Ken Castner, a local commercial fisherman and business consultant, was thinking about writing the Pratt Museum into his will. The year was 1990. The Homer Society of Natural History, the nonprofit that managed the museum, was an institution firmly rooted in the town’s hard-hammering pioneer beginnings — born in the living room of the gabled, custom-built 1941 house of Sam and Vega Pratt, who donated land for the museum building. Vega Anderson Pratt was the daughter of a family that had been in Homer since the 1920s.
But Castner’s offer came with a catch. He wanted his money to go into an endowment, so that his gift’s earnings would support the museum in perpetuity. The museum said fine, we’ll call it an endowment. Castner said that wasn’t good enough.
Since moving to Homer from New England in his early 20s, Castner had shown a ready willingness to test the durability of Homer’s established institutions by holding them upside down and shaking (today, he is Homer’s mayor). A proper endowment, he insisted, must be legally set beyond the reach of the museum’s board— otherwise, in a pinch, a legacy gift might go to pay the next month’s HEA bill. The museum board said that was too problematic, and the converstion ended.
Castner complained to his friend, Homer lawyer Steve Yoshida. But it would be a problem, they conceded, trying to set up proper endowments for every nonprofit in town. For some reason—because of its isolation? the peculiar nature of the pioneers drawn to Kachemak Bay? an aversion to government?—Homer had always had an extraordinary number of volunteer associations. The Pioneer Igloo’s local history, “In Those Days,” listed 30 such organizations for early Homer, everything from the Homer Winter Carnival and the Hot Rod Ice Racing Association to the Homer Little Theater.

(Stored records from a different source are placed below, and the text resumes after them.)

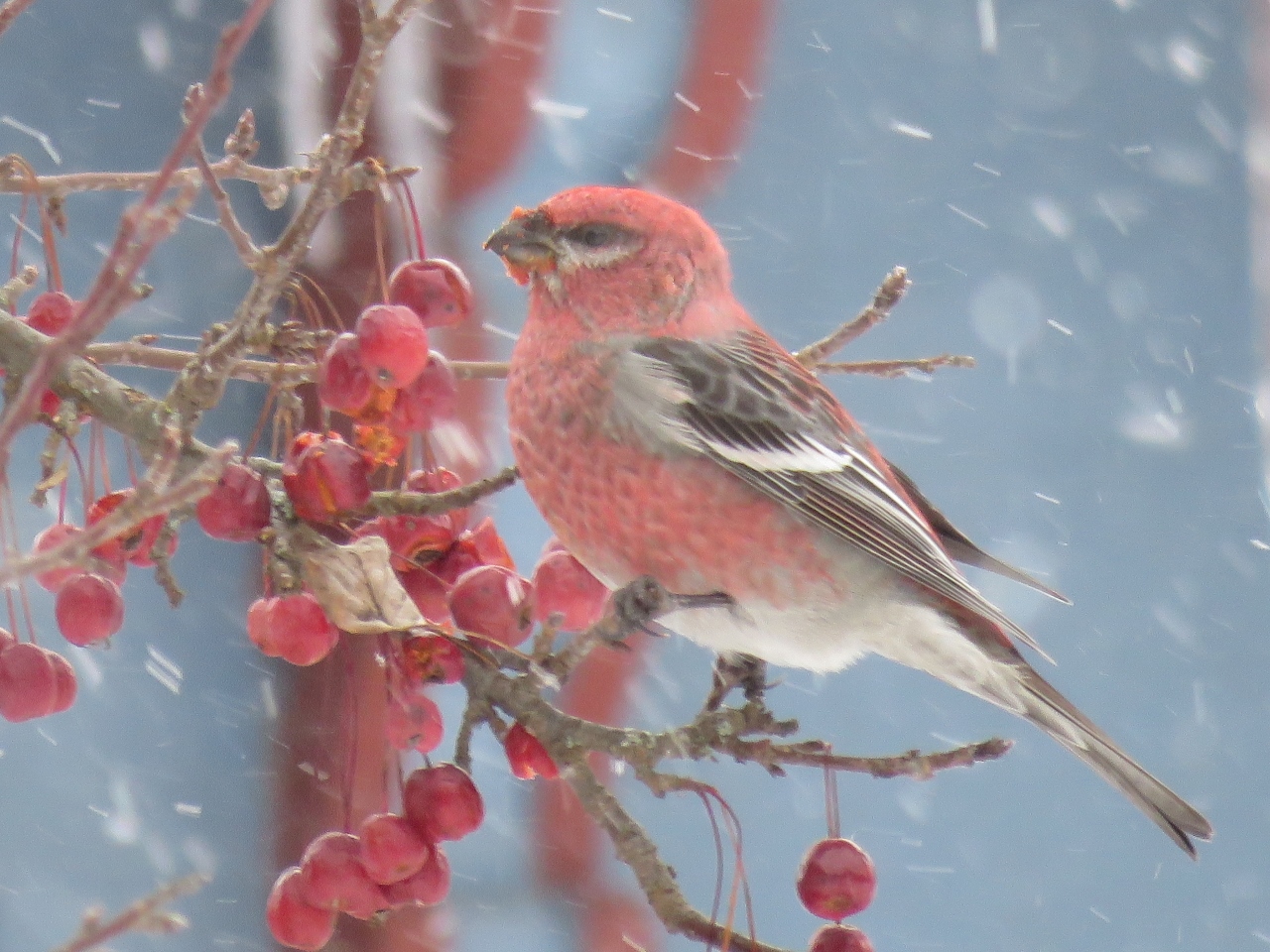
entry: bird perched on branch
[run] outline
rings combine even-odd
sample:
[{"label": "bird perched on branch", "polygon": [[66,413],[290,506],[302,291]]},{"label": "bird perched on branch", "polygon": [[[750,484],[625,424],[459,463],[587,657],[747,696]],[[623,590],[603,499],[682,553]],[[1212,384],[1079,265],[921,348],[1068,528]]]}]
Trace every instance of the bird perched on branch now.
[{"label": "bird perched on branch", "polygon": [[933,674],[1035,724],[1189,854],[1212,836],[1024,659],[1012,638],[1035,644],[952,559],[1031,580],[959,533],[751,319],[695,211],[575,188],[485,246],[530,287],[507,388],[516,461],[597,578],[726,593],[732,607],[662,618],[725,655],[833,671],[872,652]]}]

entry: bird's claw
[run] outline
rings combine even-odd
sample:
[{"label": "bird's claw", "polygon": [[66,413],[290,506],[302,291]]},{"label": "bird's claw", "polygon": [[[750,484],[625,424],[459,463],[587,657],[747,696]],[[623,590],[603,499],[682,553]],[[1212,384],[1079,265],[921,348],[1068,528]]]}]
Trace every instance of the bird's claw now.
[{"label": "bird's claw", "polygon": [[762,706],[763,692],[768,688],[767,663],[753,655],[719,655],[710,694],[706,696],[706,711],[718,711],[733,688],[740,688],[748,703]]}]

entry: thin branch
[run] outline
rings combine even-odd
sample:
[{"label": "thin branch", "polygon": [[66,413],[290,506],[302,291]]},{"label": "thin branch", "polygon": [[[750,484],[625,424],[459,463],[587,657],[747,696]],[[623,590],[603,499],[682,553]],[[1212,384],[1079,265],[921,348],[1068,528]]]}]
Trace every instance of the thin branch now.
[{"label": "thin branch", "polygon": [[676,882],[674,871],[662,859],[657,843],[591,769],[587,755],[597,748],[579,741],[566,726],[566,722],[578,722],[577,718],[544,701],[531,679],[469,664],[464,683],[470,694],[502,707],[546,746],[551,759],[561,767],[560,776],[573,787],[588,816],[612,840],[618,858],[635,873],[649,905],[667,929],[740,952],[782,952],[776,946],[734,933],[692,908]]},{"label": "thin branch", "polygon": [[0,585],[51,569],[81,565],[93,550],[140,526],[154,515],[166,515],[207,495],[220,480],[225,466],[237,456],[239,447],[227,440],[212,451],[208,458],[188,476],[173,481],[180,461],[180,438],[175,428],[169,428],[168,448],[155,458],[146,477],[136,485],[132,495],[104,519],[69,536],[62,543],[15,559],[0,566]]},{"label": "thin branch", "polygon": [[817,373],[867,373],[872,377],[903,377],[906,373],[935,373],[941,367],[974,367],[974,358],[965,354],[914,357],[909,360],[846,360],[818,363]]},{"label": "thin branch", "polygon": [[368,513],[376,515],[437,515],[451,509],[462,509],[513,485],[519,477],[514,466],[499,470],[493,476],[448,489],[444,493],[408,493],[392,490],[371,494]]},{"label": "thin branch", "polygon": [[[17,317],[0,314],[0,367],[9,377],[29,373],[47,340]],[[132,439],[145,459],[152,459],[166,446],[165,430],[171,411],[88,360],[72,357],[48,381],[48,386],[57,396],[74,401],[110,429]],[[193,470],[211,452],[206,443],[188,440],[182,448],[178,473]]]},{"label": "thin branch", "polygon": [[[84,355],[103,367],[146,367],[154,371],[180,373],[197,357],[192,350],[154,347],[152,338],[141,336],[114,344],[89,344]],[[502,380],[508,366],[503,360],[452,360],[450,369],[458,380]],[[318,380],[318,363],[312,360],[274,362],[239,358],[230,366],[231,380],[278,386],[312,383]]]},{"label": "thin branch", "polygon": [[199,416],[220,402],[234,366],[250,350],[250,341],[268,320],[291,274],[309,253],[319,222],[344,195],[339,183],[362,143],[362,131],[375,102],[375,86],[384,66],[384,51],[424,0],[398,0],[389,13],[366,24],[348,91],[331,132],[318,146],[309,195],[296,211],[278,242],[262,251],[255,279],[225,334],[199,348],[180,372],[164,402],[193,432]]},{"label": "thin branch", "polygon": [[208,882],[211,880],[199,873],[173,880],[149,896],[138,899],[113,919],[103,919],[99,910],[90,910],[85,913],[75,938],[52,952],[86,952],[128,932],[161,935],[179,932],[189,925],[189,922],[179,913],[165,910],[164,906],[182,896],[192,896]]},{"label": "thin branch", "polygon": [[225,190],[220,179],[216,178],[216,173],[212,171],[212,165],[207,161],[207,150],[203,149],[202,140],[194,147],[194,164],[198,166],[198,171],[202,173],[203,184],[216,203],[216,213],[220,218],[221,228],[229,235],[230,241],[234,244],[234,250],[243,259],[243,264],[254,270],[255,263],[260,258],[260,249],[255,246],[251,236],[246,234],[246,228],[237,220],[237,215],[234,213],[234,203],[230,202],[229,192]]},{"label": "thin branch", "polygon": [[794,357],[804,367],[814,369],[831,354],[836,354],[861,334],[865,334],[870,327],[886,320],[886,315],[899,303],[904,292],[908,291],[909,284],[912,282],[908,279],[908,270],[906,268],[892,269],[890,274],[878,287],[878,291],[874,292],[874,300],[867,307],[828,336],[817,340],[814,344],[808,344],[795,353]]},{"label": "thin branch", "polygon": [[269,9],[271,0],[253,0],[243,19],[226,28],[216,51],[204,94],[189,110],[187,124],[177,137],[154,183],[119,222],[114,245],[98,272],[93,287],[80,302],[75,320],[43,349],[34,367],[23,378],[18,395],[5,406],[0,418],[0,470],[8,468],[13,438],[29,423],[39,406],[39,397],[57,368],[70,357],[83,352],[132,298],[132,286],[141,267],[155,246],[170,236],[184,218],[198,194],[198,185],[178,189],[177,197],[163,203],[178,166],[203,133],[207,121],[229,95],[232,86],[230,71],[246,41]]}]

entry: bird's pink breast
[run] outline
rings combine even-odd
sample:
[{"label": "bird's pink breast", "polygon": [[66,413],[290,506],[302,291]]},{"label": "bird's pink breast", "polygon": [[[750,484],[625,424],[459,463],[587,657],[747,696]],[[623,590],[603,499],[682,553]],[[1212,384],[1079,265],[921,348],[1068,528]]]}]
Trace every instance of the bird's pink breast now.
[{"label": "bird's pink breast", "polygon": [[814,529],[707,459],[612,432],[601,367],[525,344],[508,380],[512,449],[538,510],[596,575],[775,605],[832,588]]}]

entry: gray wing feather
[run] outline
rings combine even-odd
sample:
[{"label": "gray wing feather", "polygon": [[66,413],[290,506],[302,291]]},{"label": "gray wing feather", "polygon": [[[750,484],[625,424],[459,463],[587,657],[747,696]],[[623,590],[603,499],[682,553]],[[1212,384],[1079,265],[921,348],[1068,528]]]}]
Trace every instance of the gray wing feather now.
[{"label": "gray wing feather", "polygon": [[758,493],[992,621],[1049,660],[956,570],[914,508],[919,504],[842,424],[833,396],[791,367],[766,336],[743,331],[716,341],[626,341],[611,372],[617,425],[634,429],[660,452],[714,459]]}]

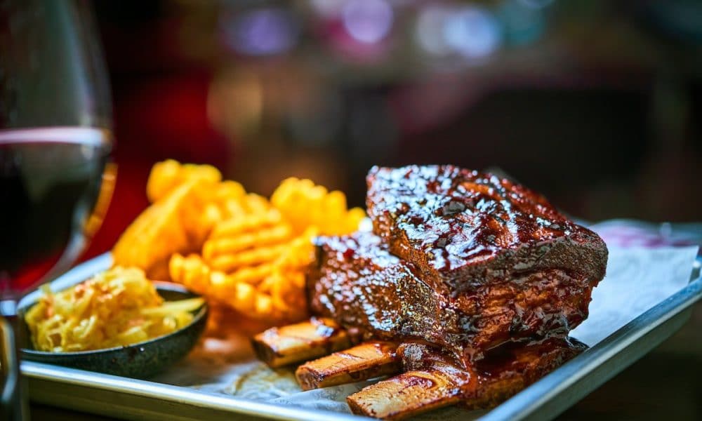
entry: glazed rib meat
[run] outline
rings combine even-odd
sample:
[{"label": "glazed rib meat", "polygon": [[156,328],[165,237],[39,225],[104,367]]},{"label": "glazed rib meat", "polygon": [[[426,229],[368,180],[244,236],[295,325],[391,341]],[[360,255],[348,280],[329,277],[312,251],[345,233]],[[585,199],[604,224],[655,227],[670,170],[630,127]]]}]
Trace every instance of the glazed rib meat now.
[{"label": "glazed rib meat", "polygon": [[436,344],[464,366],[587,317],[607,248],[540,195],[452,166],[374,168],[368,185],[379,236],[318,239],[314,314],[366,339]]},{"label": "glazed rib meat", "polygon": [[437,290],[470,294],[549,269],[593,286],[604,276],[602,239],[508,180],[450,165],[411,166],[374,167],[367,183],[373,232]]},{"label": "glazed rib meat", "polygon": [[459,402],[468,409],[490,408],[586,348],[569,338],[507,344],[464,368],[440,349],[406,344],[397,350],[404,373],[368,386],[347,401],[355,414],[385,420],[404,419]]},{"label": "glazed rib meat", "polygon": [[565,336],[587,314],[589,283],[560,271],[478,288],[470,299],[480,309],[466,314],[371,233],[317,241],[317,266],[308,276],[310,308],[364,339],[423,340],[467,363],[486,344]]}]

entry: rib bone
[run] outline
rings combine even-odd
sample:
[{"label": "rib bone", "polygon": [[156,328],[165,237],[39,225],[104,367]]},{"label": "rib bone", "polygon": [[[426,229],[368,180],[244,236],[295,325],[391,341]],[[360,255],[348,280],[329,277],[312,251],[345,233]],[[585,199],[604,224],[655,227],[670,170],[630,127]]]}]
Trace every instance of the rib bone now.
[{"label": "rib bone", "polygon": [[397,373],[402,364],[390,342],[365,342],[309,361],[295,373],[303,390],[352,383]]},{"label": "rib bone", "polygon": [[333,320],[312,317],[308,321],[271,328],[254,336],[251,345],[259,359],[276,368],[347,348],[351,341]]}]

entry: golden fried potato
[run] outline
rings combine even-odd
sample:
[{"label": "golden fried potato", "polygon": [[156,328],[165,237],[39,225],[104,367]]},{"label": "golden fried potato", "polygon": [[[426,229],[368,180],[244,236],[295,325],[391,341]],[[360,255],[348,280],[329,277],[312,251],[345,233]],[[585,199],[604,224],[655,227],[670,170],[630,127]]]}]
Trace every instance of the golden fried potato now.
[{"label": "golden fried potato", "polygon": [[366,216],[359,208],[347,209],[346,196],[341,192],[327,192],[309,180],[284,180],[270,201],[297,234],[308,227],[316,227],[322,234],[350,234],[358,229]]},{"label": "golden fried potato", "polygon": [[170,278],[251,319],[304,319],[312,236],[352,232],[365,213],[309,180],[284,180],[269,201],[221,178],[209,166],[156,164],[147,185],[153,204],[117,242],[116,263]]},{"label": "golden fried potato", "polygon": [[154,165],[146,183],[146,195],[154,203],[186,182],[202,180],[216,183],[222,180],[219,170],[209,165],[181,164],[173,159]]},{"label": "golden fried potato", "polygon": [[149,206],[122,234],[112,249],[115,265],[143,269],[152,279],[167,279],[168,262],[175,253],[194,251],[183,223],[197,206],[197,182],[176,188]]}]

Yoshida had been reading about a new idea starting to catch on in the Lower 48: a community foundation established to raise money locally, manage multiple endowments and distribute money in all directions for the general good. Some of the first such organizations had been set up, they learned, when millionaires left trust bequests to their communities, and bankers didn’t want to keep making decisions about which causes to fund. Homer didn’t have such millionaires — not yet, anyway — but the idea of an organization serving as a focus for local philanthropy seemed like it could work in Alaska, too. Yoshida drew up the documents for a community foundation, and in July, 1991, he recruited three leading women of Homer’s pioneer generation to join him signing the incorporation papers.